Todd Frazier remembers the baseball R.A. Dickey threw to him a couple of years ago when Dickey threw knuckleballs for the New York Mets.

“You don’t forget those,” said Frazier. “That one hit the boat.” The boat is the riverboat replica that squats atop the batter’s eye in center field, about three miles from home plate.

Dickey pitches for the Toronto Blue Jays now and Frazier hit another home run Sunday. This one, though, didn’t hit the boat. It barely cleared the wall in right field and, in fact, right fielder Steve Tolleson took a step in before fleeing to the right field wall.

In this case, distance doesn’t matter. It cleared the wall, a two-run home run that was the difference in a 4-3 Cincinnati Reds victory.

“A knuckleball is pretty hard to hit and I was just trying to get one I could hit, something that looked like I could hit,” said Frazier. “The first two at-bats were pretty rough (two ground balls). On this one I got to a 2-0 count, nice and relaxed … it’s crazy. I didn’t think I hit hard enough to get even near the wall and fortunately it did.”

Frazier’s 17th homer came in the fifth and broke a 2-2 tie. It was his eighth this month, the most in the National League in June, and most have gone to right field or center field.

“I don’t know what’s going on because I don’t think I’ve hit a ball to left field in two weeks,” he said. “You are living right if you go the opposite way and get hits, so I’ll take it.”

Manager Bryan Price is living right, too. After the Blue Jays devastated the Reds bullpen Friday, 14-9, Price said he needed eight innings out of Mike Leake on Saturday and eight innings out of Johnny Cueto on Sunday.

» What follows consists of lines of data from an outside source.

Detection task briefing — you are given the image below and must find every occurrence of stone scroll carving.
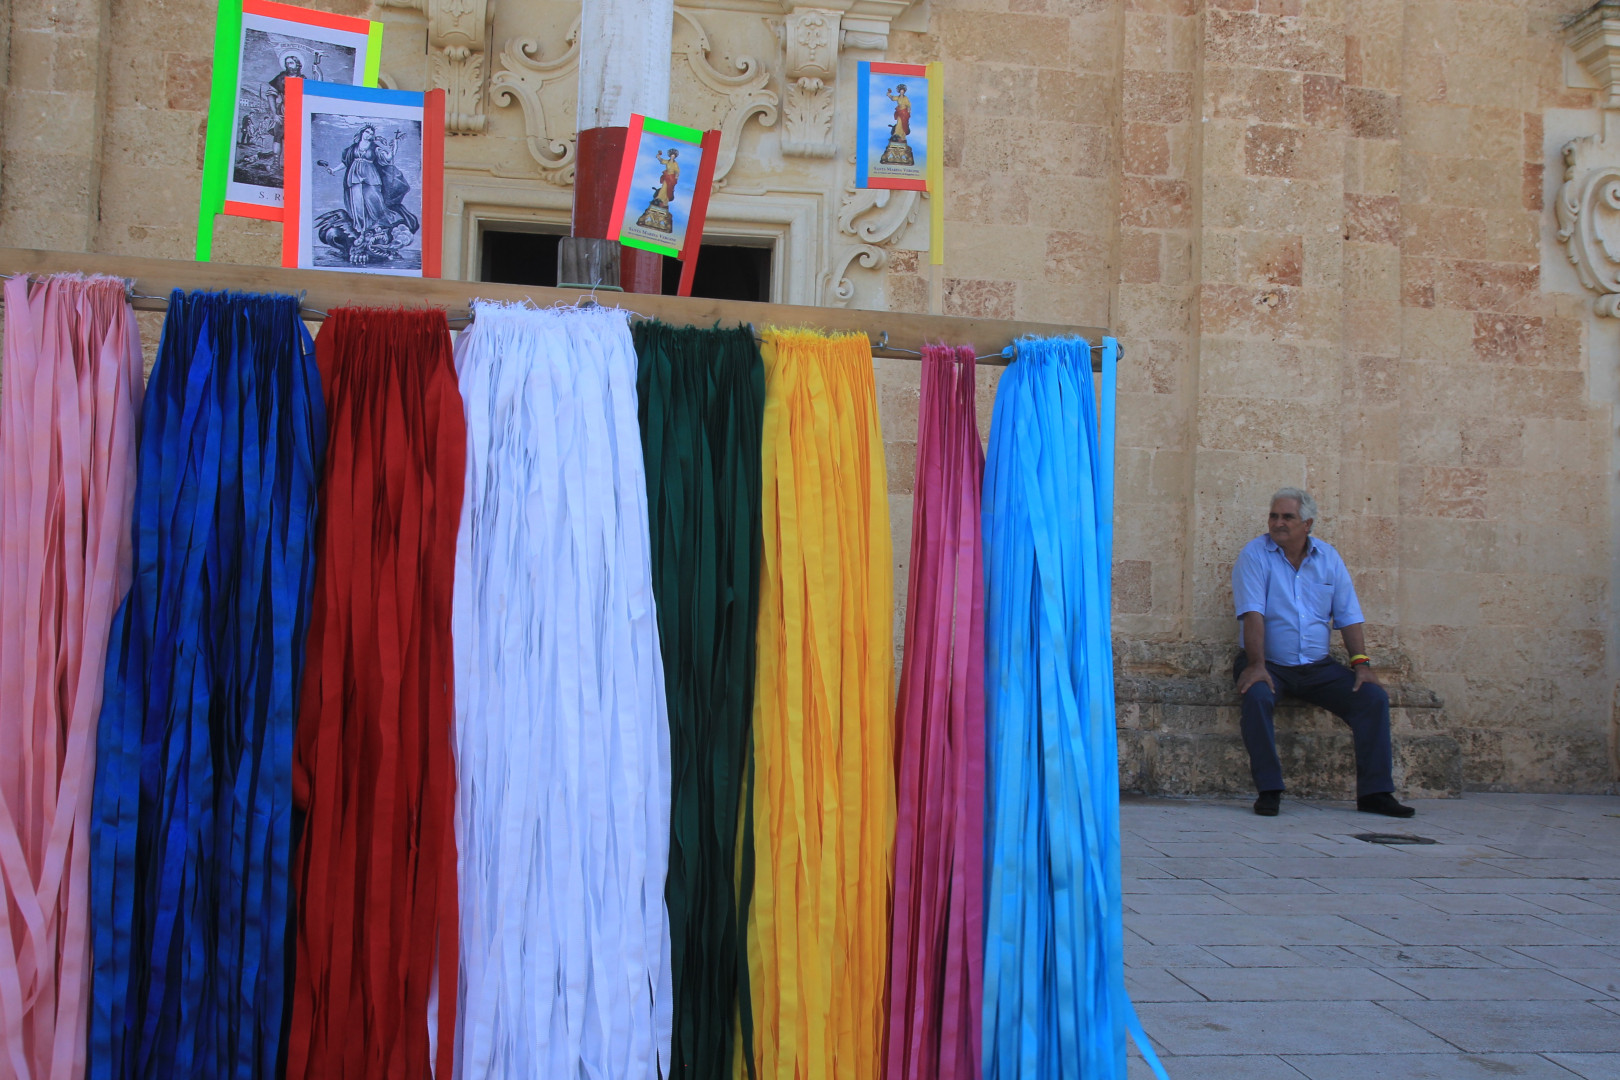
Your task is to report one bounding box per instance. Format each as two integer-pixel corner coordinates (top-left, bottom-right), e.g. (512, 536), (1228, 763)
(672, 7), (778, 186)
(490, 17), (581, 183)
(826, 181), (923, 306)
(1557, 135), (1620, 317)
(776, 8), (839, 158)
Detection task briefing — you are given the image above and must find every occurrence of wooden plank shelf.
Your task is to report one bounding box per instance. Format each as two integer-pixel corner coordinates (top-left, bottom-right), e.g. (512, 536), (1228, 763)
(0, 247), (1114, 369)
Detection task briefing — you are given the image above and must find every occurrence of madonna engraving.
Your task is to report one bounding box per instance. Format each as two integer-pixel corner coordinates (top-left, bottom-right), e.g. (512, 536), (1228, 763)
(309, 113), (423, 270)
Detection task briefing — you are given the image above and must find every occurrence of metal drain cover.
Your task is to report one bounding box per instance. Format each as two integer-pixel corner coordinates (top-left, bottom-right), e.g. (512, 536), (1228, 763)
(1354, 833), (1437, 845)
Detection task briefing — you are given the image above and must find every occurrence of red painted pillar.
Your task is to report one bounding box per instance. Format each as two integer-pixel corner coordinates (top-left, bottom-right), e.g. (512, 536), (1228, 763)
(574, 127), (663, 295)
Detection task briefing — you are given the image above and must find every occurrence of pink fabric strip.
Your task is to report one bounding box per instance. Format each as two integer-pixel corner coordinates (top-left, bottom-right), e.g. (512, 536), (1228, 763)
(886, 344), (987, 1080)
(0, 274), (143, 1080)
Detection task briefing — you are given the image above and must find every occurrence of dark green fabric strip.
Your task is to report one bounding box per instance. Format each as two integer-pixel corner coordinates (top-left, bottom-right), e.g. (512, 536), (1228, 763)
(633, 320), (764, 1080)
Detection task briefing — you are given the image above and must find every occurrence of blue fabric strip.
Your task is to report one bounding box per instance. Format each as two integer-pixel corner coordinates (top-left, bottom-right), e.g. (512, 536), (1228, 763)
(89, 290), (325, 1080)
(982, 335), (1168, 1080)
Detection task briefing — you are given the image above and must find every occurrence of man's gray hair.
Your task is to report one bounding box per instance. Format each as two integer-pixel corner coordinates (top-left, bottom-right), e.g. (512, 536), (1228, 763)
(1272, 487), (1317, 521)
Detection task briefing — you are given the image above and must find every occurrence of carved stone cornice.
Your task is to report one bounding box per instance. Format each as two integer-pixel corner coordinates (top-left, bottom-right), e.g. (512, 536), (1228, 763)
(1568, 2), (1620, 109)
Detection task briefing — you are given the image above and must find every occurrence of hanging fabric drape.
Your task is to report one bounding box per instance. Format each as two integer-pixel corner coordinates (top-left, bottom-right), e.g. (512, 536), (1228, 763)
(0, 275), (143, 1080)
(633, 321), (764, 1080)
(886, 344), (985, 1080)
(982, 336), (1163, 1080)
(287, 308), (464, 1080)
(739, 328), (894, 1080)
(452, 303), (672, 1080)
(88, 290), (325, 1080)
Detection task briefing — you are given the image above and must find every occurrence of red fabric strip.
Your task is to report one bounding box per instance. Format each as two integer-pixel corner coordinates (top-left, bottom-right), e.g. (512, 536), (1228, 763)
(289, 307), (464, 1080)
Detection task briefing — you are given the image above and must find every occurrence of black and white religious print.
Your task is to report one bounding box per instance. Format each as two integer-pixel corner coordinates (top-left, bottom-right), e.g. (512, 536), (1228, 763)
(226, 9), (369, 212)
(303, 106), (424, 273)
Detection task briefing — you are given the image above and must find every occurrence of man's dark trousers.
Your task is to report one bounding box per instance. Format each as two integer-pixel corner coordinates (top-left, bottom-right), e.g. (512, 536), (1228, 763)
(1231, 654), (1395, 796)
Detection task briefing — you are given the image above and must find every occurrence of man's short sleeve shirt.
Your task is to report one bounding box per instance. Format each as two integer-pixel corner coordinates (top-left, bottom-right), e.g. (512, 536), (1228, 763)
(1231, 534), (1364, 666)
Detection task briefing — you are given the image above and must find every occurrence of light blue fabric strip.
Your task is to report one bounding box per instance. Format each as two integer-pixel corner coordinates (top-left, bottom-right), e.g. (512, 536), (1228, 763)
(983, 334), (1168, 1080)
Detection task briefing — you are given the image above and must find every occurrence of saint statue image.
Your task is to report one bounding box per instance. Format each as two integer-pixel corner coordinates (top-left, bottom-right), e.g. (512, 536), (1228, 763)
(880, 83), (915, 167)
(314, 125), (421, 266)
(637, 147), (680, 234)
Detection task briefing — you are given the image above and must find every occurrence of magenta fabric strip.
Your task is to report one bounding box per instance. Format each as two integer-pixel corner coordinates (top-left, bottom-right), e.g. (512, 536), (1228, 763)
(0, 274), (144, 1080)
(886, 344), (987, 1080)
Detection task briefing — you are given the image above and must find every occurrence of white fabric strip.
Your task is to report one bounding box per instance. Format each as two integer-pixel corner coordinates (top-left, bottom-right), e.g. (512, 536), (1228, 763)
(452, 303), (672, 1080)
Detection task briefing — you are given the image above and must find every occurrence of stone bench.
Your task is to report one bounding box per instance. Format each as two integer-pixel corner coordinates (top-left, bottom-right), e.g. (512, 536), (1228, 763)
(1113, 642), (1462, 799)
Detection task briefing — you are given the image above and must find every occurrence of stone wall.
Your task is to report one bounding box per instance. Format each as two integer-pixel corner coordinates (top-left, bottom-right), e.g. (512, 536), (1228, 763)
(881, 0), (1618, 794)
(0, 0), (1615, 793)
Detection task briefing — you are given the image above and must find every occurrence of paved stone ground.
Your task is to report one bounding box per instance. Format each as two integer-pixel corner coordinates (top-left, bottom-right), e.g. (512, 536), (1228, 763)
(1122, 792), (1620, 1079)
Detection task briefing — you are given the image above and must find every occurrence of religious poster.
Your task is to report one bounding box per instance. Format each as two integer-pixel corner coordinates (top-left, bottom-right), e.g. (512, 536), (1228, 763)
(606, 115), (721, 273)
(856, 62), (934, 191)
(197, 0), (381, 260)
(281, 81), (445, 277)
(857, 60), (945, 265)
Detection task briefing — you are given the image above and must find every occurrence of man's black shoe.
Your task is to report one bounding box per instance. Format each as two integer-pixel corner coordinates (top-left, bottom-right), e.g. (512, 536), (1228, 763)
(1254, 790), (1281, 816)
(1357, 792), (1415, 818)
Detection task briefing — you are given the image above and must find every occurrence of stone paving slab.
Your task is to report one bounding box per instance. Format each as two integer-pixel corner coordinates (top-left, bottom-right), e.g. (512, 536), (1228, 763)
(1134, 1000), (1456, 1055)
(1342, 912), (1605, 946)
(1545, 1055), (1620, 1080)
(1131, 913), (1403, 947)
(1280, 1053), (1594, 1080)
(1375, 966), (1601, 999)
(1380, 1001), (1620, 1054)
(1170, 965), (1420, 1001)
(1123, 792), (1620, 1077)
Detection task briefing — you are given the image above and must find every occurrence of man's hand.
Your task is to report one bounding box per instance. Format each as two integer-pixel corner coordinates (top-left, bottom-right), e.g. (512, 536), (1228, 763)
(1236, 662), (1275, 696)
(1352, 664), (1380, 693)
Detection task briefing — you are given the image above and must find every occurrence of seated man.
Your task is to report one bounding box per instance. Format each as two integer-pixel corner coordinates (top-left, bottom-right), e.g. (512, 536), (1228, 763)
(1231, 488), (1414, 818)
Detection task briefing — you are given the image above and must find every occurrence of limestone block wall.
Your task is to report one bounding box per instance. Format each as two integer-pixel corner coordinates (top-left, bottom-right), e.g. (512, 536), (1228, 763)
(0, 0), (1615, 793)
(882, 0), (1617, 794)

He got eight from Leake, he got eight from Cueto and he got two victories. Cueto gave up only one earned run and one walk over eight innings, with a walk, a hit batter and eight strikeouts.

Price turned 51 Sunday and the efforts of Leake and Cueto came without bows and pretty packaging, but the gifts were readily accepted.

“Somebody is taking care of me,” said Price. “I don’t know if it’s my mom sending good vibes. I don’t know what it is.”

There was a breath-holding moment on Frazier’s home run, though. Cueto was on second base, having led the inning with a single, When Frazier hit the ball Cueto returned to second base to tag up in case the ball was caught.

When the ball cleared the fence Cueto did the one-legged limp from second to home plate.

“When I did that I felt something, but it was really nothing, just a cramp,” said Cueto. When he returned to the dugout the trainers immediately took him up the tunnel and worked out a knot on his leg.

And he went back on the mound and pitched three scoreless innings, giving up an eighth-inning home run by Edwin Encarnacion (his third of the series, 24th of the season), but nothing more.

The All-Star game is creeping up and both Frazier and Cueto were asked about it and gave differing answers.

Said Cueto, who is only 7-5 but leads the league with a 1.86 earned run average, leads the league in complete games with three, leads the league in opponents batting average at .167, “I don’t think about those things. All I do is work and let God decide what will happen with me. I can’t think about it because I’ve been through this before and they’ve done things to me, haven’t taken me to the game. So I don’t think about it.”

Cueto was referring to 2012, when he won 19 games and was All-Star efficient by mid-season, but St. Louis manager Tony La Russa did not take him.

Frazier, though, takes the other fork in the road.

“Some guys don’t like to talk about it, but I think it would be awesome,” said Frazier, who ranks among the leaders in home runs, RBI, total bases and slugging percentage. “You want to be a major leaguer one of your goals every year should be to be an All-Star. There is no jinxes talking about it. If you make it it is something to be proud of and maybe one day it will happen, maybe this year.”

Overlooked in Frazier’s offense production this year is his defense. He made another tote bag full of dandy defensive plays Sunday and seems to make one or two every day.

“I take pride in my third base, working with (coaches) Jay Bell and Freddie Benavides a lot,” he said. “I try to position myself to be better. I talk to them every day and we have scouting reports so I can be in the right position. That makes it easier for me.”

By the numbers right now, Cueto might not be the best starting pitcher on his team because Alfredo Simon is 10-3 with a 3.05 ERA. But Cueto doesn’t hesitate when asked if he believes he is baseball’s best pitcher.

“I’m always going to say I’m the best pitcher,” said Cueto through translator Tomas Vera. “I’m never going to say somebody else is better than me. It doesn’t matter, I’ll always say I’m better.”

Ask anybody in the Reds clubhouse who they think is the best and it is unanimous, even from Alfredo Simon, “Johnny Beisbol.”